Visualization with charts
Visualizing data using charts can uncover data patterns, trends, relationships, and structures that may otherwise be difficult to see as raw numbers in a table. Interpret the results of your analysis and communicate the findings with charts.
Data Engineering
Using data engineering, you can explore, visualize, clean, and prepare your data. The data engineering process is a common first step for many spatial analysis and mapping workflows. The Data Engineering view and ribbon can help you better understand your data and prepare it for GIS workflows.
Analysis extensions
ArcGIS Pro includes the following analysis extensions to help you answer specialized spatial questions:
- 3D Analyst—Analyze and create 3D GIS data and perform 3D surface operations using rasters, TINs, terrains, and LAS datasets (lidar).
- Business Analyst—Analyze market trends, including customer and competitor analysis, site evaluation, and territory planning.
- Geostatistical Analyst—Analyze and predict the values associated with spatial or spatiotemporal phenomena.
- Image Analyst—Interpret and exploit imagery, perform feature extraction and measurement, and perform classification and object detection using machine learning.
- Network Analyst—Measure distances and travel times along a network to find a route between multiple locations, create drive-time buffers or service areas, and find the best locations for facilities to serve a set of locations.
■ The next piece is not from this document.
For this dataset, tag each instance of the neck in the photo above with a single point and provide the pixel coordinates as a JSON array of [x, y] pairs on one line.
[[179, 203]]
- Spatial Analyst—Perform interpolation, overlay, distance measurement, density, hydrology modeling, site suitability, and math and statistics on cell-based raster data.
Sharing and collaboration
You can share the analysis methodology as well as the data you have analyzed in ArcGIS Pro with your colleagues, organization, or community as geoprocessing packages or web tools. With these shared analysis tools, anyone can use your expertise in spatial analysis while performing the analysis themselves.
Big data analytics
A big data connection (BDC) allows you to quickly connect to data sources to visualize and analyze large datasets. A BDC provides functionality and flexibility to work with your data and its formatting. You can use BDC datasets as input to geoprocessing tools and visualize the data on a map
Machine learning and artificial intelligence
You can use machine learning in ArcGIS to perform image classification, enrich data with clustering, and model spatial relationships. Machine learning is a branch of artificial intelligence in which structured data is processed with an algorithm to solve a problem. Traditional structured data requires a person to label the data, such as pictures of cats and dogs, so that specific features for each animal type can be understood in the algorithm and used to identify the animals in other pictures.